The task of creating a technology park within a university is far from trivial. “One common obstacle is space. Not many universities have the land to create parks. Even great institutions, such as Harvard and MIT, have this limitation,” says Roberto Lotufo, who participates in the annual meeting of the Association of University Research Parks (AURP), an entity created in 1986 whose members include the 32 science and technology parks owned by US universities. According to Lotufo, in Brazil there is also the legal difficulty of maintaining an enclave within the campus that follows rules that are different from those that govern public universities. A park linked to a community University epitomizes the benefits that such initiatives can provide to both companies and the academic environment. The Technology Park of the Pontifical Catholic University in Rio Grande do Sul (TECNOPUC), in the city of Porto Alegre, currently consists of 101 innovation centers that bring together companies and institutions of various sizes and employ 4,800 people. The park was established in 2003 as part of PUC-RS’s  strategy to qualify as a research institution. “There was an imbalance between PUC’s established tradition in teaching and the institution’s research that needed to be resolved, and there was also difficulty in raising funds to invest in research, as our source of funds—student fees—was intended mainly to fund teaching,” says Roberto Moschetta, director of TECNOPUC.

Full park
The creation of the park, initially focused on information technology and communication with Dell and HP anchor laboratories, sought to attract private funding for research at the institution. Today the park includes the centers of companies like Microsoft and TOTVS, and has expanded its research areas into the fields of energy and health, with agreements with the National Health Surveillance Agency and Petrobras. There is no more space for new initiatives—the 15 hectare lot next to PUC, bought from the Army, is full. Park expansion will take place in a large area 12 kilometers from the university campus. “Of course, not all company centers are developing  high-tech research. Some companies seek the University’s expertise for simple applications,” said Moschetta.

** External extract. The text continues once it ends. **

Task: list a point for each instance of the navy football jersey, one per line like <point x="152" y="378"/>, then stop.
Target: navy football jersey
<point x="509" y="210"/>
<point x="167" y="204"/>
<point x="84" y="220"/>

The results of the initiative go beyond expectations. The director points out that TECNOPUC information technology graduate courses offer scholarships to virtually all students, funded by companies located in the park. “It’s a virtuous circle. We are able to attract highly qualified students and our courses gain even more prestige and consistency,” he says. “The coexistence of the companies in the parks also generates unexpected interactions. Partnerships and exchanges of experiences that could not be foreseen at the beginning of the project occur. The environment is synergistic, and acts as a catalyst. The energy you see in the park environment is due more to the connections that form than to the environment itself,” he says.